Customized scleral lens software designs a lens from the measured sclera. Specifically, you can input the amount of desired clearance of the scleral lens, and fitting software will then determine the scleral lens parameters necessary to achieve these clearance values. Also, automated algorithms can adjust the geometry of the lens to ensure an even vault across the cornea. This is especially helpful for matching a reverse geometry scleral design with an oblate corneal surface. Automated adjustments to peripheral curve widths can be implemented to obtain adequate limbal clearance. If the sclera has a relatively toric shape, then fitting algorithms design a customized toric back surface. For scleras that have significant asymmetry without a toric component, a multi-meridian back surface lens can be designed that matches the scleral shape. Further, scleral obstacles, such as pingueculas or conjunctival blebs, can be measured, enabling the customized design of scleral lens notches or edge lifts.

Device limitations: One must learn to operate the cornea-scleral topographer, but this is less difficult than lens fitting via slit lamp biomicroscopy.
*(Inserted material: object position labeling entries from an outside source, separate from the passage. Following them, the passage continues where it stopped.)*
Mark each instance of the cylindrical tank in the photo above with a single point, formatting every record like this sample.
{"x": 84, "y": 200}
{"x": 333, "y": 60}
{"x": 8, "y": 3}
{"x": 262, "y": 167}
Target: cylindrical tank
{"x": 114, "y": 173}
Also, the lids have to be retracted, and the eyes need to be still during topographic acquisition.


The AS-OCT and corneo-scleral topography can provide invaluable measurements that take the guess work out of diagnostic scleral lens fitting. (See “Case Examples,” p.24). OM

Case Examples


A 42-year-old female with keratoconus reported for a contact lens fitting. Patient history revealed she failed in soft and GP contact lenses.

After evaluation and discussion, I decided to fit her right eye with a scleral contact lens. Corneo-scleral topography was performed. Her 16 mm mean sagittal height was minimal at 4.09 mm; however, she did have significant against-the-rule scleral toricity. (Figure 5).

Figure 5: Against-the-rule scleral toricity

Fitting software was used to design a 16 mm scleral lens that centrally vaulted her central cornea by a pre-settled value of 300 μm. The haptic section of the lens was designed with a back-surface toricity that matched scleral toricity. A spherical-cylinder over-refraction of a scleral lens in situ showed residual astigmatism. The final lens power included front-surface toricity that was stabilized by the back-surface toric design. The patient was satisfied with the comfort and vision of the scleral lens.

Granular dystrophy

A 73-year-old female patient with granular dystrophy reported for a contact lens evaluation post-penetrating keratoplasty of her right eye.

Although the corneal graft was clear, corneal topography showed severe irregularity. Corneo-scleral topography was performed, and the resulting 3D model showed a severely flat and oblate graft (Figure 6). The scleral elevation map revealed significant oblique scleral toricity.

Figure 6: Severe oblate cornea

The software algorithm was able to design a 16.5 mm scleral lens with 11.00D of reverse geometry to achieve a 300 μm pre-settled central clearance and an even vault over the patient’s oblate corneal surface. The dispensed lens also incorporated toric back-surface toricity to match the patient’s scleral surface. The dispensed lens had 305 μm of central corneal clearance, measured with AS-OCT, and even haptic alignment. The patient was happy with the vision and comfort, and only one remake was necessary for a power modification.